When Susan B. Anthony and Elizabeth Cady Stanton first drafted the 19th Amendment in 1878, never could they have imagined it would be another forty-two gruelling years before American women would win the right to vote. Why, even black men had won their seemingly impossible battle for suffrage in 1870. But by the time the 19th Amendment was finally ratified in 1920, Susan B. Anthony and Elizabeth Cady Stanton were long dead. So too were all those other extraordinary heroines whose names are forever associated with their cause: Lucy Stone, Lucretia Mott, Julia Ward Howe, Matilda Joslyn Gage. By the outbreak of World War I, the American women’s suffrage movement was fractured and unfocussed – no doubt dismayed and disillusioned by its long, fruitless struggle. So who led the final charge?
Today we celebrate the determined and savvy suffragist Carrie Chapman Catt – who, as president of the National American Woman Suffrage Association, revitalised the flagging movement and provided the organisation with its first coherent strategy for securing the vote. To succeed, she argued, NAWSA had to focus on the passage of a federal suffrage amendment in addition to its longstanding state-by-state policy. Carrie Chapman Catt’s inspired “Winning Plan”, as it came to be known, transformed her weary sisters into a highly effective lobbying ‘army’ that would eventually win over the president, House and Senate.
Carrie Chapman Catt’s journey to 19th Amendment glory began in 1872 when she was 13 years old. Asking why her mother was not accompanying her father to vote, she was disgusted when told that voting was far too important to entrust to women. Her struggle for women’s rights began that moment.

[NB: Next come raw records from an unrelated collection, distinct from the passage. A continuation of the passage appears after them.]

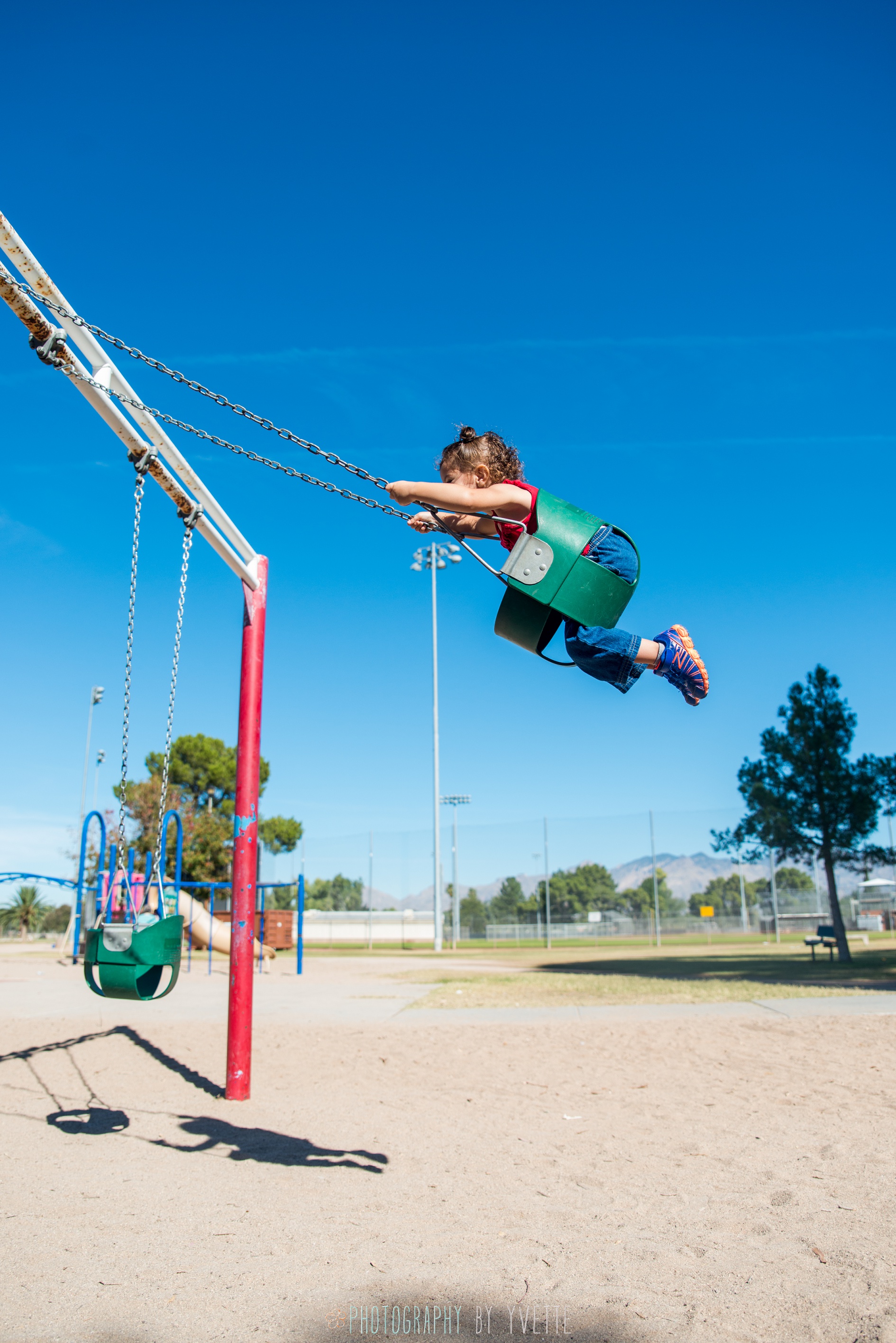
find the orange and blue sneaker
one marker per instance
(682, 665)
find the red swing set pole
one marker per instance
(242, 962)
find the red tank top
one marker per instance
(511, 532)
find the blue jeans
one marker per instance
(608, 654)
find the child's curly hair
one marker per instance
(472, 449)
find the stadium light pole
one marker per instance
(774, 892)
(101, 756)
(436, 556)
(456, 800)
(656, 884)
(745, 916)
(96, 698)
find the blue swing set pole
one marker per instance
(211, 919)
(300, 903)
(76, 946)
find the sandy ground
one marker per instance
(700, 1177)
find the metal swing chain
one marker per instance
(179, 625)
(135, 551)
(219, 399)
(223, 442)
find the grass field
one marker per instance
(675, 975)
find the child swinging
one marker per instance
(484, 475)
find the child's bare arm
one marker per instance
(461, 524)
(505, 500)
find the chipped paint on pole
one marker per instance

With a steely determination and in defiance of a father who refused to support her, Carrie put herself through college – finishing first in her all-male class. She began her work for suffrage in 1887. A powerful speaker, it didn’t take long for her to gain notice; just three years later, Susan B. Anthony herself chose Carrie to succeed her as president of NAWSA.
“We who have come down from the last generation are reformers; but reformers are poor politicians,” said Carrie. Under her dynamic leadership, however, that was about to change. Carrie set out her vision, and re-deployed NAWSA’s members from agitators to political lobbyists. With the tide turning in their favour as women demonstrated their mettle at home and abroad in WWI, Catt spearheaded an avalanche of pressure on Washington that would prove triumphant.
Carrie Chapman Catt’s contributions have often been overlooked by subsequent generations of feminists who instead venerate the militant Alice Paul. But it was Paul’s militancy that pushed Woodrow Wilson towards Catt, who won the president over with her well-to-do manners and respect for authority. But winning over the president was no small act – Wilson had once called woman suffrage “the foundation of every evil in this country.” That Wilson eventually threw himself behind the drive to win women the vote – he personally lobbied the House and pleaded with the Senate – can be credited much to Carrie Chapman Catt’s shrewdness.
In 1912, a pessimistic Catt – aged 52 and battle-weary – wrote to a friend that maybe some day a woman would rise up and lead her sisters to suffrage victory. “Perhaps she is growing up now,” she mused. But women wouldn’t have to wait yet another generation for their future leader. The woman Carrie Chapman Catt envisioned turned out to be herself, after all.